If enabled, then EverParse checks the hashes of the .3d and maybe .c and .h files (depending on the variant, as described below) and fails if hashes do not match; no verification or regeneration is performed at all.

Hashes are computed and checked using the EverCrypt verified cryptographic library, which is included in EverParse binary packages.

Options relevant to this mode:

  • --save_hashes: save the hashes of the contents of source .3d, .c and .h files into a .json file. This option can be added in default mode when generating .c and .h files.
  • --check_hashes strong : checks the hashes of the contents of source .3d, .c and .h files, by reading the recorded hash from the .json file created by --save_hashes.
  • --check_hashes weak : checks the hashes of the contents of source .3d files only, by reading the recorded hash from the .json file created by --save_hashes, leaving the option for the user to manually change the generated .c and .h files (WARNING: this will void all verification guarantees!)
  • --check_hashes inplace: same as --check_hashes weak, but uses the hash recorded in the copyright header of the generated .c and .h files instead of the .json file.
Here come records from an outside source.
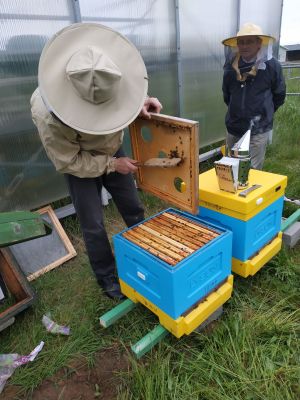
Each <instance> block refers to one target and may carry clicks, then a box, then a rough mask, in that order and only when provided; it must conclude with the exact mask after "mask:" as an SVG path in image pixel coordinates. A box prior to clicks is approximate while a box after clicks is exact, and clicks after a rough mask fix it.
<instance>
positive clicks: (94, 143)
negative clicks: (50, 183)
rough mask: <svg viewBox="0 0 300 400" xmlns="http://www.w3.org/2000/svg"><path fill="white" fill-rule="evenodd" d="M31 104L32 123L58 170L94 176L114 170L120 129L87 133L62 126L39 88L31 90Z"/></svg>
mask: <svg viewBox="0 0 300 400" xmlns="http://www.w3.org/2000/svg"><path fill="white" fill-rule="evenodd" d="M30 103H31V114H32V119H33V122H34V123H35V125H36V127H37V129H38V132H39V135H40V138H41V141H42V143H43V146H44V148H45V150H46V153H47V155H48V157H49V159H50V160H51V161H52V162H53V164H54V166H55V168H56V170H57V171H59V172H61V173H68V174H71V175H75V176H78V177H79V178H94V177H97V176H99V175H103V174H105V173H109V172H112V171H113V170H114V169H113V155H114V154H115V153H116V151H117V150H118V149H119V148H120V146H121V144H122V141H123V132H122V131H120V132H117V133H113V134H109V135H90V134H86V133H82V132H79V131H77V130H75V129H73V128H70V127H69V126H67V125H64V124H63V123H61V122H60V121H59V120H58V119H57V118H55V117H54V116H53V115H52V114H51V113H50V112H49V111H48V110H47V108H46V106H45V104H44V102H43V100H42V97H41V95H40V92H39V89H36V90H35V92H34V93H33V95H32V97H31V100H30Z"/></svg>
The hash is introduced by using the EVERPARSEHASHES keyword in the corresponding .copyright.txt used to prepend generated .c and .h files with copyright headers; see Copyright headers for more details.
  • --check_inplace_hash MyFile.3d=MyFile.h: same as --check_hashes inplace, but instead manually specifies the pair of the source .3d file and the already-generated .h (or .c) file in which to check the hash. This option can be specified several times to provide several such pairs to check.
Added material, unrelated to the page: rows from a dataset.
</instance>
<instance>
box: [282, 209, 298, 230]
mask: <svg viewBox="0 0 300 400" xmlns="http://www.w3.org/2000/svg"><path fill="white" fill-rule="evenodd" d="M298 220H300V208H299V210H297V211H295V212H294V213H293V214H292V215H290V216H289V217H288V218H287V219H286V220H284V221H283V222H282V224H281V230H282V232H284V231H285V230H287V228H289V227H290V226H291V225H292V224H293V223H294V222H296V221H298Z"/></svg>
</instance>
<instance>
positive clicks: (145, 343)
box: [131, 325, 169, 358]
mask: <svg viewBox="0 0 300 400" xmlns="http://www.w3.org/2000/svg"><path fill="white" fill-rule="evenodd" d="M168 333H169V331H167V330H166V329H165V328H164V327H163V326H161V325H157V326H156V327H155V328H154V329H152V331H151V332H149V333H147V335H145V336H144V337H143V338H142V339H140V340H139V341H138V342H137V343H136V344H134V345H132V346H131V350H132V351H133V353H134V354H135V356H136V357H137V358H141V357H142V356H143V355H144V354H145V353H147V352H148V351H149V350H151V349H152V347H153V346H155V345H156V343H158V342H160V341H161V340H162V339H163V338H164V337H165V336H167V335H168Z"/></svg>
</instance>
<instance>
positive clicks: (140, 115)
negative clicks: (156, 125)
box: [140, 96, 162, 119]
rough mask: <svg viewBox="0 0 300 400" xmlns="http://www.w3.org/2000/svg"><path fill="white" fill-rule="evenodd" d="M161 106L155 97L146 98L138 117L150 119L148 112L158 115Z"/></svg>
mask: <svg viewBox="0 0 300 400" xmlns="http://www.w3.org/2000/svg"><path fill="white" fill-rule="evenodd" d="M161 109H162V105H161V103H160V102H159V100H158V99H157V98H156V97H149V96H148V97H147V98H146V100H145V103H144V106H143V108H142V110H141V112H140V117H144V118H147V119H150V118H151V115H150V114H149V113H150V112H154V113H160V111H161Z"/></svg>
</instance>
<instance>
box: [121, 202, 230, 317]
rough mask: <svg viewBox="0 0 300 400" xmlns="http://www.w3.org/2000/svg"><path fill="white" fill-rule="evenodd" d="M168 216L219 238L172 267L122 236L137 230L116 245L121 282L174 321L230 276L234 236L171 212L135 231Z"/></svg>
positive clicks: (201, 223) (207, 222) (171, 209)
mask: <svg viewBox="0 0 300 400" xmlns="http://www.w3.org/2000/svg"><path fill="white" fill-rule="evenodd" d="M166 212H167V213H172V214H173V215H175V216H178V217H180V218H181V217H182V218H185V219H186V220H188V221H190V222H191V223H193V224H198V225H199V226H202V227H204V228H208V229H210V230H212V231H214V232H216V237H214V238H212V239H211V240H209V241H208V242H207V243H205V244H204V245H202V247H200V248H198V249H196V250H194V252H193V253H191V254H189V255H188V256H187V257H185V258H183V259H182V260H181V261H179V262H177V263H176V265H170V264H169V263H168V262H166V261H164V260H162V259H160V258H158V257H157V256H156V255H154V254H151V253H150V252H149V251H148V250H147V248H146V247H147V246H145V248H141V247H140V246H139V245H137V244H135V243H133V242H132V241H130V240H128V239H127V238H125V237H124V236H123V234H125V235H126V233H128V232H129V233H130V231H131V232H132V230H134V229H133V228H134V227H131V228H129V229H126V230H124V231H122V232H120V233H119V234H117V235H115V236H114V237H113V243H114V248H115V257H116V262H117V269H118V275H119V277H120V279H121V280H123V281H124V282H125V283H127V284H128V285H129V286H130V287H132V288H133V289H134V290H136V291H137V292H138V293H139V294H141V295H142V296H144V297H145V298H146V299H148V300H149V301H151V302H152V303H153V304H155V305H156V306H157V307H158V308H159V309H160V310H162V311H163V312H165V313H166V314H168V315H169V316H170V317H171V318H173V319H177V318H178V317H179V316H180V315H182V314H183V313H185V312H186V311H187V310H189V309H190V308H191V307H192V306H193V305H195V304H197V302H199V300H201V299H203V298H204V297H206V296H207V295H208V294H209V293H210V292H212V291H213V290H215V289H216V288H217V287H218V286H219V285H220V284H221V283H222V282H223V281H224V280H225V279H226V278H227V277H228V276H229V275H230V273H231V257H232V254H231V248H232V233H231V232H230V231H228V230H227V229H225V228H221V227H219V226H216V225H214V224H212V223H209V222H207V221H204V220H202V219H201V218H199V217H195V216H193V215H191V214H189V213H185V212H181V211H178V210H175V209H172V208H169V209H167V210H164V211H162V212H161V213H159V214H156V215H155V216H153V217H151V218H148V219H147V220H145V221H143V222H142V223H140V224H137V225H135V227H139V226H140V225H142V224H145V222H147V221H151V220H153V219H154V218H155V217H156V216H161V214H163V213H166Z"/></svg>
Alternate mode: help and version

Some options make EverParse do nothing other than show a help or version message:

  • --version

    Print the version of EverParse/3d and exit (do not process any further options to the right, nor any files at all.)

  • --help

    Show the usage message and the status of some options given so far, and exit (do not process any further options to the right, nor any files at all.)